Cases preserved on paper can generally be found in one of two categories: reported or not reported. The former are available in law reports, the latter are available in court records. Two sources of document, two very different sets of issues.

Digitizing decisions directly from the court record is, not surprisingly, a most challenging endeavor. Even where the court’s file system is organized so that reasons for decision can be sorted easily, the decisions’ identifying data might be difficult to extract. Even an element as important as the date of decision could be missing from the paper version kept in the file, as it was often stamped only on the printed versions distributed to parties. In appellate courts where reasons are issued by a bench of more than one judge, the “opinions” from the different judges might be scattered in the paper record and mistaken as constituting standalone decisions where they should be read together. Many times these different opinions do not bear the same date, which may add to the confusion. Finally, as these documents were not intended for online publication at the time they were issued, they might be subject to legal publication restrictions or to the application of a court’s policy which minimizes online publication of personal information.

To alleviate these issues with decisions digitized from the court record, the court’s administration has a role to play. In a digitization project realized for the Alberta Courts a few years ago, court officers sorted the decisions from their records and for each one added a new cover page to the decisions’ images provided to Lexum. The cover page presented a decision’s identifying data such as the name of court, the date, parties’ names, judges’ names, etc. Court officers familiar with their records are in the best position to find any missing information and the cover pages they prepared were crucial to get the project done on time and on budget.

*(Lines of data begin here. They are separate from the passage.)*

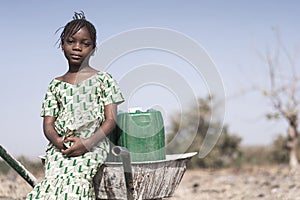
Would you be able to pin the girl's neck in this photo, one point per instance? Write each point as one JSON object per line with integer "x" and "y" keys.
{"x": 76, "y": 69}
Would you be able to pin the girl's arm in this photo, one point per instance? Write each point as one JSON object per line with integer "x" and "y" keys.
{"x": 50, "y": 132}
{"x": 81, "y": 146}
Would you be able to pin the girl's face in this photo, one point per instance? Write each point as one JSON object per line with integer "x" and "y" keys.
{"x": 78, "y": 47}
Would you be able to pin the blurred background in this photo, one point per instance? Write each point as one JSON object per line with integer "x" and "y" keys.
{"x": 245, "y": 40}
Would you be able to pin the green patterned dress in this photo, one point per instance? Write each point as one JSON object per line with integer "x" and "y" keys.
{"x": 79, "y": 111}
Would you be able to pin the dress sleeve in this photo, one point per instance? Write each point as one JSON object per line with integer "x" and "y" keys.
{"x": 50, "y": 104}
{"x": 111, "y": 92}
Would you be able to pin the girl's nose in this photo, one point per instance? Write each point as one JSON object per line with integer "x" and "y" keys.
{"x": 77, "y": 47}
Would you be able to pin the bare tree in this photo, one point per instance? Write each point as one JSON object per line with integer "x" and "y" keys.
{"x": 284, "y": 93}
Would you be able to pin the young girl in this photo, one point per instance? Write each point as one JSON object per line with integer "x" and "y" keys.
{"x": 79, "y": 111}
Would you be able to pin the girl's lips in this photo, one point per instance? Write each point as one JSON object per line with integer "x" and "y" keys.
{"x": 74, "y": 56}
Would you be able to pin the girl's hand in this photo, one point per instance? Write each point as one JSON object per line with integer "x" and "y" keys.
{"x": 78, "y": 148}
{"x": 59, "y": 143}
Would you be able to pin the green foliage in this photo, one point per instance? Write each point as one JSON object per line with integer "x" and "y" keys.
{"x": 188, "y": 131}
{"x": 279, "y": 152}
{"x": 4, "y": 168}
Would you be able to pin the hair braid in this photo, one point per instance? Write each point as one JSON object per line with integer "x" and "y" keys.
{"x": 79, "y": 21}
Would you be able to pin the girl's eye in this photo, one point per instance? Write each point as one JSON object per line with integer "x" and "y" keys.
{"x": 87, "y": 44}
{"x": 70, "y": 41}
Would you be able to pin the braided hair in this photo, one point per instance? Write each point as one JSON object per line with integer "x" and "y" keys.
{"x": 75, "y": 25}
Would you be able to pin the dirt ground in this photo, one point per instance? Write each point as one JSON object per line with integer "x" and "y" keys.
{"x": 266, "y": 183}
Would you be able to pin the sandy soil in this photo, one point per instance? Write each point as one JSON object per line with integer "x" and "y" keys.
{"x": 267, "y": 183}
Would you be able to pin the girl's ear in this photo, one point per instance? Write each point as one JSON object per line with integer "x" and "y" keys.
{"x": 93, "y": 51}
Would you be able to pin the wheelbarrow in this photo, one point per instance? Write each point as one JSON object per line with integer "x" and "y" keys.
{"x": 147, "y": 180}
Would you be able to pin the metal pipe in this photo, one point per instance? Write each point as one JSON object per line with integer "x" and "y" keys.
{"x": 16, "y": 165}
{"x": 125, "y": 155}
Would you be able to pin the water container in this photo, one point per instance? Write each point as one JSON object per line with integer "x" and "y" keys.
{"x": 143, "y": 134}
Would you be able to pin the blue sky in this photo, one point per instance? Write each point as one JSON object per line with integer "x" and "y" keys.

ocr Digitizing decisions from case law reports presents other challenges. The first that comes to mind is about copyright. Lexum recently processed 42 years worth of decisions reported in the Revue légale for the Centre d’accès à l’information juridique (CAIJ), for which the reporter Wilson & Lafleur has granted permission to reproduce headnotes. However, this is not how it goes for most projects. Where the reproduction rights of reported cases can’t be cleared, one has to devise means to only retain the reasons when processing the documents, without any of the headnote’s proprietary information (summary, keywords, etc.). This leads to a second significant challenge. Even for older reported cases that fall under the public domain, a careful analysis of each report’s editorial practices is mandated in order to properly extract decisions’ identifying information (metadata such as date, docket, citation, etc.) included within the headnotes. As you go back in time, reporting practices differ to the point where basic elements such as case names and decision dates differ among reporters. This is why digitizing decisions out of a wide variety of printed reports published as far back as the 1870’s can’t be reduced to OCR. Information has to be extracted efficiently, reorganized and sometimes corrected (e.g. an 1880 decision reported in the SCR was “officially” dated June 31st…). Using word-processing software features such as styles to tag metadata, for instance, is key to streamline extraction of decisions’ metadata, minimize manual intervention and reduce processing costs.

Knowledge of reporters’ past practices and finding optimal techniques to manage their diversity comes with experience. Over the past decade, Lexum digitized over 50,000 decision documents in both official languages from all major Canadian case law reporters, some of which date back to the 19th century. This was made possible with support from Courts and Law foundations from Alberta, Saskatchewan, Ontario, Newfoundland and Labrador and more recently the Supreme Court of Canada.

The cost of performing digitization has dropped by a factor of 10, thanks to technology and improved processes. Courts and tribunals can now afford to make their old cases new and available online, and Lexum is more than ever prepared to serve them well.